Era una mañana como cualquier otra, debía realizar una entrevista más, a un colaborador de un centro cultural “cualquiera”. Primero no daba con el lugar, estaba perdida en ese pueblito rodeado de cerros, lleno de casitas coloridas, calles de laja y personas que parecían tener el mismo rostro. Tras caminar varias cuadras, di con aquél sitio. Era una casona vieja con patio en medio, al que habían convertido en escenario o algo por el estilo. Habían 5 mesas y treinta sillas de color rojo muy desgastadas, las paredes tenían dibujos de Mafalda –sí, la muñequita argentina-. También había algunos pensamientos revolucionarios del Ché combinadas con frases de Jodorowsky.
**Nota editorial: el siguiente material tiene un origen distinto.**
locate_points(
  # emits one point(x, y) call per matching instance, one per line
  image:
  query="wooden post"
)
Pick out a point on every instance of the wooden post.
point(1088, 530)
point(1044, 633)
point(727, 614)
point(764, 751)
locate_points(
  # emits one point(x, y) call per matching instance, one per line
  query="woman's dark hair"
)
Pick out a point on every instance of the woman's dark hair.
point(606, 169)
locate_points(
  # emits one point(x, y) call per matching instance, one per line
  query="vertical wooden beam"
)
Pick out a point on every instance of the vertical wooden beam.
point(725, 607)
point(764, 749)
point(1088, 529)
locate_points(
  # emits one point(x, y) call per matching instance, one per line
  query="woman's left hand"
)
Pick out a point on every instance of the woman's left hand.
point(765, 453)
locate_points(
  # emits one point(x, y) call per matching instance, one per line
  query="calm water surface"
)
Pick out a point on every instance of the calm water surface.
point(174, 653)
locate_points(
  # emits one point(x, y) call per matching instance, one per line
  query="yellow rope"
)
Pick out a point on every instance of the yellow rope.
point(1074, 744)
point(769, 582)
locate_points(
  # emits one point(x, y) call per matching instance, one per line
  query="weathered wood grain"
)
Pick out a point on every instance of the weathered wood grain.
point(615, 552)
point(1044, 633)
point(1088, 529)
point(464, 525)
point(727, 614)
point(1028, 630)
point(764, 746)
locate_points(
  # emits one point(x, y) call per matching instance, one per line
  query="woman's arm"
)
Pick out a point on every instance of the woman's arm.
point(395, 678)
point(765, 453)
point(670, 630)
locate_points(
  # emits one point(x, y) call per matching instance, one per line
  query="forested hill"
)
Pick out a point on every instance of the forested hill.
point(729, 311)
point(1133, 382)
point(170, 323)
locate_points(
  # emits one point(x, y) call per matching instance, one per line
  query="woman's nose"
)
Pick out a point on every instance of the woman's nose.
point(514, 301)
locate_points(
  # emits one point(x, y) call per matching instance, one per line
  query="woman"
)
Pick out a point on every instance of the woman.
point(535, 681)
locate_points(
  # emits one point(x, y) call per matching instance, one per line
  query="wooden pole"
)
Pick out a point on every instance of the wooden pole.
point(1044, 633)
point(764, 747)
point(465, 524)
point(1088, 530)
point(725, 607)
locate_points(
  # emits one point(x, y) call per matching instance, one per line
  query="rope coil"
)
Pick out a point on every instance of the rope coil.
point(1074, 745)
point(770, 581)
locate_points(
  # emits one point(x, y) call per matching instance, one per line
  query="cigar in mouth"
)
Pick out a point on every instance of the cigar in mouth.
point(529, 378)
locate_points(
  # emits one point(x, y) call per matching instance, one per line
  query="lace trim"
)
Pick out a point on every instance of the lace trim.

Aquel sitio era una mezcla caricaturesca de “eso que llaman cultura”. Al fondo, vi tú silueta y me dijiste: -¡Hola!-. Me presente ante ti con todas las cortesías posibles pero al acercarte, mi lengua dejo de articular palabras coherentes. Parecía que aquel lugar ya no era tan viejo, ni húmedo. La luz había llegado a mis ojos. Creo que necesitaba más de un celular multiusos y una simple cámara fotográfica. –Vuelve,vuelve- me decía hacia mis adentros. Debía programar mi celular a modo de grabación, presionar el botón y disparar el flash. Las preguntas personales tenían que esperar. Presioné la tecla, de mi celular, “grabador de voz” y todo comenzó a fluir. No podía escuchar tus palabras sólo las veía. No podía ver tu cara sólo la escuchaba. Sabía que no eras un ser angelical, más bien parecías un hermoso elfo… ¡no es cierto!, más bien eras un chico de cabello hasta el hombro, manos delgadas con dedos largos. Tu barba parecía esconderse entre tu piel y mi vista. Eras delgado justo a la medida de mis brazos, y yo parecía un hobbit ante ti -y lo digo por la diferencia de estaturas-. Mi cerebro no podía pensar, en algo que no fuera parte de tu cuello, tus ojos, tus hombros…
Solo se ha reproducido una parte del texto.